Il n’en fallait pas plus pour que le régime algérien en fasse une estrade pour, là encore, jouer en solo, histoire de s’offrir un minimum de visibilité. Alors que la situation ne s’y prête nullement, et que l’urgence absolue est de faire cesser le bruit des armes et de préserver des vies humaines d’un scénario déjà lourd en pertes et qui risque d’être encore plus catastrophique dans les jours, semaines, voire mois à venir.

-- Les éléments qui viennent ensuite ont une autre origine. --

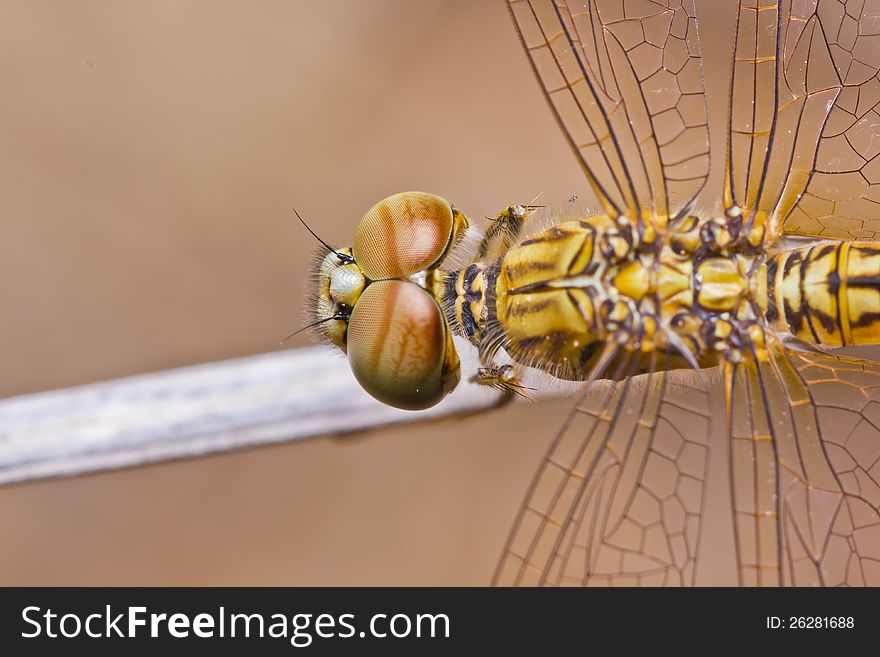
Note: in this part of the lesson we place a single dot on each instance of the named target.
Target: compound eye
(396, 345)
(403, 234)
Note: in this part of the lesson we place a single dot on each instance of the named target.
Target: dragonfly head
(376, 301)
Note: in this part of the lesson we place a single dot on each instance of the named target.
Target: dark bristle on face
(312, 296)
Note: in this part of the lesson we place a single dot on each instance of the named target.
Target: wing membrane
(805, 462)
(618, 498)
(624, 80)
(803, 131)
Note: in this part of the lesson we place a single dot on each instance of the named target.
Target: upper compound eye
(403, 234)
(397, 345)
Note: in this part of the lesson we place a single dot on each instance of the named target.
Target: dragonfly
(678, 317)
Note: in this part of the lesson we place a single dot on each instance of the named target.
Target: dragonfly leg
(503, 230)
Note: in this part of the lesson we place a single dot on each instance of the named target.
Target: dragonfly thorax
(557, 298)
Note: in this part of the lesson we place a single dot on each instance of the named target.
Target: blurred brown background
(149, 156)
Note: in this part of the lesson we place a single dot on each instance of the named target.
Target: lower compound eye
(396, 343)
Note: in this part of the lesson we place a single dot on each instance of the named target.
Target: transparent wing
(618, 499)
(804, 131)
(621, 498)
(624, 80)
(805, 465)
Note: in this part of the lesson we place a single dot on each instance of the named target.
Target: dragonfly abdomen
(827, 294)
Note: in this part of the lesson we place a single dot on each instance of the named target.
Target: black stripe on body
(805, 306)
(835, 288)
(772, 313)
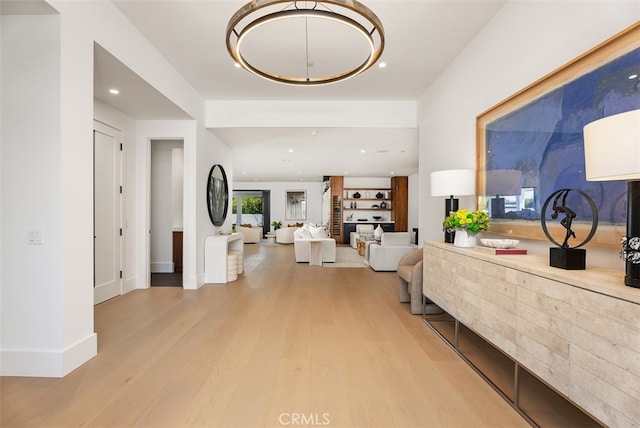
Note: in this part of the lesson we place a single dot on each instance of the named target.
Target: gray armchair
(410, 284)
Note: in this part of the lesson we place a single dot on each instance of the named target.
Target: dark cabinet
(351, 227)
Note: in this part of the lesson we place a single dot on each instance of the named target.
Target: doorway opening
(167, 207)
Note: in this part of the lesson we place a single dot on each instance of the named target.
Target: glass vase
(465, 239)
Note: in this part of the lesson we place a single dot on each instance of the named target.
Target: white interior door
(107, 214)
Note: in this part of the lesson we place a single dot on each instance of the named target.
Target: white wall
(524, 42)
(32, 277)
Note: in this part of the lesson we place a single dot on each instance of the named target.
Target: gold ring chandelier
(305, 42)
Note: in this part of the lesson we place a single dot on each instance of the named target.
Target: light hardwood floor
(285, 345)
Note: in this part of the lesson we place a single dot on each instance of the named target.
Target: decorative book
(501, 251)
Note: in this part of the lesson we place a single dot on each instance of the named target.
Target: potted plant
(466, 224)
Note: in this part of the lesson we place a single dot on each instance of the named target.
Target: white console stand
(217, 249)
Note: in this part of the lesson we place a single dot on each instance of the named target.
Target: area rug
(346, 257)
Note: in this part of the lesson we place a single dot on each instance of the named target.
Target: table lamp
(452, 182)
(612, 152)
(501, 182)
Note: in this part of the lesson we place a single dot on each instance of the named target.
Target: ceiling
(422, 38)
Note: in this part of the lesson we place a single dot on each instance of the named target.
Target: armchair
(302, 243)
(386, 255)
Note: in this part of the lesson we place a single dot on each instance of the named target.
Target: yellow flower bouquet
(471, 221)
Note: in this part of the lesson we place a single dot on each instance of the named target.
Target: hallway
(285, 343)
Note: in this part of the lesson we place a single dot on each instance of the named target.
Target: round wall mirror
(217, 195)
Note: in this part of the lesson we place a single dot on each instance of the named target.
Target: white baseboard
(48, 363)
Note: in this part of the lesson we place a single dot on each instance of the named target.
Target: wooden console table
(577, 331)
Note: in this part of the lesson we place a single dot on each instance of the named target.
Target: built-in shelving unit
(389, 210)
(372, 204)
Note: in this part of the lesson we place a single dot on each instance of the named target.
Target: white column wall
(278, 200)
(31, 278)
(523, 42)
(122, 122)
(47, 291)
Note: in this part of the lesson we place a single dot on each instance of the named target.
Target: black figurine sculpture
(564, 255)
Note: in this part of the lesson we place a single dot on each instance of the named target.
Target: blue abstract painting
(544, 140)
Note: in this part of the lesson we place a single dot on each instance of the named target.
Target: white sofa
(251, 235)
(361, 229)
(302, 243)
(393, 246)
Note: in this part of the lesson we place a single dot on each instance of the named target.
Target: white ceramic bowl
(499, 243)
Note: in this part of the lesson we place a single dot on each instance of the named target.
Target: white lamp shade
(456, 182)
(612, 147)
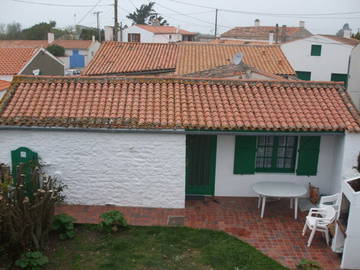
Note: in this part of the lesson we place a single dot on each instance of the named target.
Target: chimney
(109, 33)
(347, 33)
(271, 37)
(51, 38)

Face à l’étendue du drame, le Conseil avait adopté une résolution exigeant l’arrêt immédiat de la guerre israélienne sur la bande de Gaza et son voisinage, et appelant toutes les parties à la retenue. Le Conseil a également condamné l’assassinat des civils des deux côtés (autant israéliens que palestiniens) et exprimé son rejet catégorique de toute action les visant, tout en insistant sur l’impératif d’assurer leur protection, conformément aux valeurs humaines universelles et dans le respect du droit international humanitaire et du droit de la guerre.

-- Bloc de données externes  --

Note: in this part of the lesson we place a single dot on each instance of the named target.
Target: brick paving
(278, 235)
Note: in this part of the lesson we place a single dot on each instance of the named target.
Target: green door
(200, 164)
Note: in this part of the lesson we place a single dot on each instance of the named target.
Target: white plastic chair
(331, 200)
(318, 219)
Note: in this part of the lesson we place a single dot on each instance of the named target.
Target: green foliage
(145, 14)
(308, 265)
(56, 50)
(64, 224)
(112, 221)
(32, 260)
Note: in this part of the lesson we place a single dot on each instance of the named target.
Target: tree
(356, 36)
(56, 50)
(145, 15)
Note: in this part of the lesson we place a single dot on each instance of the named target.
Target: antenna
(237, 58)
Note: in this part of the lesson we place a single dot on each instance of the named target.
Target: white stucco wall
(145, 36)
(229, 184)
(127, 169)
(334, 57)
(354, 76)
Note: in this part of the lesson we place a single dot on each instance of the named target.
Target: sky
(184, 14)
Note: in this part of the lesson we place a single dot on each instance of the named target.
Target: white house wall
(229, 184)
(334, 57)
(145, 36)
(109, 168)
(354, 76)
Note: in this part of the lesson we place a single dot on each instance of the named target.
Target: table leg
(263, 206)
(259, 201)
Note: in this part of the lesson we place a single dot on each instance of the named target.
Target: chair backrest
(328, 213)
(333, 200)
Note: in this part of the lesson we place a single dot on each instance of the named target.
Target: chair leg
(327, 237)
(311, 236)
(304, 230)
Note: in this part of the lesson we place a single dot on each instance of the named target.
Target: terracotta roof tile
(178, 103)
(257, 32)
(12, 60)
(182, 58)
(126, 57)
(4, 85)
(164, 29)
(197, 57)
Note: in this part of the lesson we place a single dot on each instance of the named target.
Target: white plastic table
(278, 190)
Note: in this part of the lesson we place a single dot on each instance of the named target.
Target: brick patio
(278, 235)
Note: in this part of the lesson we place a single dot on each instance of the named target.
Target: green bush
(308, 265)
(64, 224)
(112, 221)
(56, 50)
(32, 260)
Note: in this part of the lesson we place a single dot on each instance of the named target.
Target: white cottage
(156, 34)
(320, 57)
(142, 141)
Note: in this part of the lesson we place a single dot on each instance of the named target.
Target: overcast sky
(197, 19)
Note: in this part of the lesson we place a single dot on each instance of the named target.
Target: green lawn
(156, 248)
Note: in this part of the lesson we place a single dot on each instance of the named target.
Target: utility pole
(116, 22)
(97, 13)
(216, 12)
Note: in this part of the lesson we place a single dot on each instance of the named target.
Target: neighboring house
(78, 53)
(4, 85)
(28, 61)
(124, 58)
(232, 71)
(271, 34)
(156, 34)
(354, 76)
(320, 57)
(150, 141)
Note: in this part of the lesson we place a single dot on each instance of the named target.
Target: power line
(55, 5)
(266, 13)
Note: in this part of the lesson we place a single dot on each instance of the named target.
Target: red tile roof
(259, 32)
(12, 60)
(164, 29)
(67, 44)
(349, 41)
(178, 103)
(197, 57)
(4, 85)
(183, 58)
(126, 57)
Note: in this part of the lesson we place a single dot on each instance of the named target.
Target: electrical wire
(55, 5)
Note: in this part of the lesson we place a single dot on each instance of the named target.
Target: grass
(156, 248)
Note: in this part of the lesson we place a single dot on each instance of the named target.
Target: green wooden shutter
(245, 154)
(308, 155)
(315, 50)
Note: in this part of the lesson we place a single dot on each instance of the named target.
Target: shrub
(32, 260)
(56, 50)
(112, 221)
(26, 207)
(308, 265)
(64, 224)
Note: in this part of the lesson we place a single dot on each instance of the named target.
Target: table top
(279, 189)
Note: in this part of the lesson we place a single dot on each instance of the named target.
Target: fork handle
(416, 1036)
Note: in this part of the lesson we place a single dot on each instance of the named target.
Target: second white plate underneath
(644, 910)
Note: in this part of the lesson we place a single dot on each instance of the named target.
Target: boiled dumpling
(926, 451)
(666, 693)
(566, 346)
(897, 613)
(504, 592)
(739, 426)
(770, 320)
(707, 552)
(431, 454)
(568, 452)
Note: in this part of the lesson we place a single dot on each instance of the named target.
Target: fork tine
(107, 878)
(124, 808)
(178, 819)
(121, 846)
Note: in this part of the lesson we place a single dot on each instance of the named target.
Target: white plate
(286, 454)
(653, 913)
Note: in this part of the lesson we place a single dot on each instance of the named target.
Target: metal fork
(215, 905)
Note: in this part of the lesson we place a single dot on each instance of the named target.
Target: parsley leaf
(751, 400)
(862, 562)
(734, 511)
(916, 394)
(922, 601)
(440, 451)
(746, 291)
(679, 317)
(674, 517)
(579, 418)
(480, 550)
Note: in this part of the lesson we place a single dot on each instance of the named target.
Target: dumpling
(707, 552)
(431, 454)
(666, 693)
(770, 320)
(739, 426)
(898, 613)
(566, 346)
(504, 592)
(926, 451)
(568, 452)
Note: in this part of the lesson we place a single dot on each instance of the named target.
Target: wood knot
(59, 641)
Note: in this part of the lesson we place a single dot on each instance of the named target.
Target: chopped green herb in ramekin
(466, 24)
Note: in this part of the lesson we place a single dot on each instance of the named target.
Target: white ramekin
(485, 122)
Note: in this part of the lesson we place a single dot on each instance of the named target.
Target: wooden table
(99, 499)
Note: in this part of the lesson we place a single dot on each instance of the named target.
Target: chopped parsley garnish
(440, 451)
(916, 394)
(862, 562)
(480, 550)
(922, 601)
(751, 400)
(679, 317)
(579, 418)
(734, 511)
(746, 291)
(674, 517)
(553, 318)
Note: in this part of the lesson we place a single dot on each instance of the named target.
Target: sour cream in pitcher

Jusque-là, c’est le bon sens et le réalisme qui ont primé. Mais qu’a donc été la réaction de l’Algérie (avec la Syrie de Bachar El Assad et, dans une moindre mesure, la Libye et l’Irak, deux pays encore en guerre)? Émettre des réserves. Au nom de quoi? Officiellement, le refus «que soient mis sur un même pied d’égalité le droit indiscutable du peuple palestinien à l’instauration d’un État souverain et les pratiques de l’entité sioniste qui viole la légalité internationale». Officieusement, le simple plaisir de torpiller une position sur laquelle le Maroc, qui assure la présidence tournante de la Ligue et qui a appelé à la tenue de cette réunion, a naturellement pris les devants. La solidité du monde arabe face à l’épreuve, l’impératif d’une position ferme et unie ne serait-ce que pour limiter les dégâts et les vies humaines, attendront.

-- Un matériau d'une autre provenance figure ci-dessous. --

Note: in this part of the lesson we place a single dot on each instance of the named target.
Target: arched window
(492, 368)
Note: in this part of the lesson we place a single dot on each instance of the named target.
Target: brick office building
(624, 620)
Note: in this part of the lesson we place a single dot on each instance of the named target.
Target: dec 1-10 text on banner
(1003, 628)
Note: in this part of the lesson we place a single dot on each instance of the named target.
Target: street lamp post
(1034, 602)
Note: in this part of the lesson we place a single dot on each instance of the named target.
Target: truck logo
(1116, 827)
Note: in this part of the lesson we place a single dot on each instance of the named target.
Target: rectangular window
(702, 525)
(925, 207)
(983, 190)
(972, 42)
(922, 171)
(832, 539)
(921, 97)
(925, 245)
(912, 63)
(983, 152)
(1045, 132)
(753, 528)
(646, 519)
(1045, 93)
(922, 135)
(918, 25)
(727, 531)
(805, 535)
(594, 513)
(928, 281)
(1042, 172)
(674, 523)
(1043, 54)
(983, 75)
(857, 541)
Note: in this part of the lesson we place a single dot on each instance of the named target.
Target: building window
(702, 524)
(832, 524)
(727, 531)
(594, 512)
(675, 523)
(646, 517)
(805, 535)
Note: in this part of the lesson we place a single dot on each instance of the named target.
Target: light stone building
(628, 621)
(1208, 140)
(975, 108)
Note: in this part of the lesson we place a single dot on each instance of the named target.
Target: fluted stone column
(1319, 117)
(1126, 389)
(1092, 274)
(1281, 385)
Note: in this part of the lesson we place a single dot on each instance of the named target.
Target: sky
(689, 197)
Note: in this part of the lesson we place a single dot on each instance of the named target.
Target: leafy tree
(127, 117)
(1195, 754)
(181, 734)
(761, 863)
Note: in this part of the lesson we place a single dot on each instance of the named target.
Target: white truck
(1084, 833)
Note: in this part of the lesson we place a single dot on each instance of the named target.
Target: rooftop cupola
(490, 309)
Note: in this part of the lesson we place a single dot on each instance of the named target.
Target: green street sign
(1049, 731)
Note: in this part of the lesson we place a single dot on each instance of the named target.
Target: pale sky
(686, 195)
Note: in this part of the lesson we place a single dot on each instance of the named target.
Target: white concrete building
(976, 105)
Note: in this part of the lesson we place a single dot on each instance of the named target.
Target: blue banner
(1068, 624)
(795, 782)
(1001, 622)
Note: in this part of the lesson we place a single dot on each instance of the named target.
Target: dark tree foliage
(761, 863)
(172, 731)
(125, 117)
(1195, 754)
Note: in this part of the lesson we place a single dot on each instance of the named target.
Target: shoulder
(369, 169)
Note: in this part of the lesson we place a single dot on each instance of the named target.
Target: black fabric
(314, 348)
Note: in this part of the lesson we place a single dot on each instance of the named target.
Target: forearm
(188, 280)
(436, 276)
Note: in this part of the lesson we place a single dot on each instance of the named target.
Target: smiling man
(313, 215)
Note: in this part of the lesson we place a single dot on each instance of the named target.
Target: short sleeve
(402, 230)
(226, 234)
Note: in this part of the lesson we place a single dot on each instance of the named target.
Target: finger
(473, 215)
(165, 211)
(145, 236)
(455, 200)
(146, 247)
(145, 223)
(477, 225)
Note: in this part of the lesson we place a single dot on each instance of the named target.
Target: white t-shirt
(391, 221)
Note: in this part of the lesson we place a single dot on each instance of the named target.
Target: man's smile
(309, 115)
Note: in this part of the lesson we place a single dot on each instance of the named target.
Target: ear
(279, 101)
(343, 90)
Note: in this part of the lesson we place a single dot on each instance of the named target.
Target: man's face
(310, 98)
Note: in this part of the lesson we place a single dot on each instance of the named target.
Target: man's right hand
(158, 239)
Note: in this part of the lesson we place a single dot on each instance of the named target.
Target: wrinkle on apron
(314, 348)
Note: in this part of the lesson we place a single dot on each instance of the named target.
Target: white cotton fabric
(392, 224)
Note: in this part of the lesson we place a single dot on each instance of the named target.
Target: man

Dans le détail, c’est la condamnation de l’assassinat des civils des deux côtés, aussi bien les civils israéliens que palestiniens, qui irrite un belliqueux régime algérien, bien connu pour son antisémitisme décomplexé, définitivement exclu de la marche de l’histoire et plus inaudible que jamais sur la scène tant arabe qu’internationale. L’autre point, contenu dans la résolution, qui a dû irriter le régime d’Alger, c’est l’appel légitime et sensé à libérer les nombreux otages israéliens civils retenus par le Hamas. Cela ne passe pas non plus auprès d’une junte qui se nourrit de la haine. Tout comme le rappel que l’Organisation de la libération de la Palestine (OLP) est le seul représentant du peuple palestinien n’arrange pas le «système». Une telle position élimine de facto du jeu politique des organisations comme le Hamas, dont la vassalisation à l’Iran est un secret de polichinelle. Voilà qui est inacceptable pour une Algérie qui, à l’unité, préfère les étroits calculs et l’irrépressible envie de nuire. Le fait que le communiqué de la Ligue arabe nomme l’État d’Israël, alors que l’Algérie parle systématiquement d’«entité sioniste», n’arrange pas non plus les affaires d’un régime qui instrumentalise à peu de frais la cause palestinienne à des fins de politique intérieure.
La condamnation au Caire du siège imposé par Israël à Gaza et l’appel des ministres des Affaires étrangères à l’acheminement «immédiat» d’aides aux 2,3 millions de Palestiniens subissant les raids aériens continus d’Israël, la sommation de l’État hébreu de revenir sur sa décision injuste de couper l’électricité et l’eau à Gaza? L’Algérie, tout juste occupée à jouer les fausses notes pour se faire entendre, n’en a que faire. Le tout, au nom d’une puérile et surannée, mais néanmoins «inaltérable constance» de la position algérienne sur le conflit israélo-palestinien. Il faut dire que sacrifier des vies humaines par milliers uniquement pour se maintenir, l’Algérie des généraux en a l’expertise.
On retiendra que même sur le registre des slogans et de la démonstration de soutien, la junte s’est largement montrée faillible. Alors que la «rue arabe» est actuellement en ébullition, que des manifestations sont organisées partout, Alger n’en a autorisé aucune dans le pays voisin. Le risque que le soutien à la Palestine ne se transforme en un nouvel épisode du Hirak pour un peuple algérien qui manque de tout est trop grand.
On retiendra surtout que le régime algérien se range de plus en plus du côté des pays inféodés à l’Iran. Sans surprise, la Syrie et l’Irak ont émis des réserves sur la résolution de la Ligue arabe. Il faudrait désormais compter avec un autre vassal du régime des mollahs à nos frontières.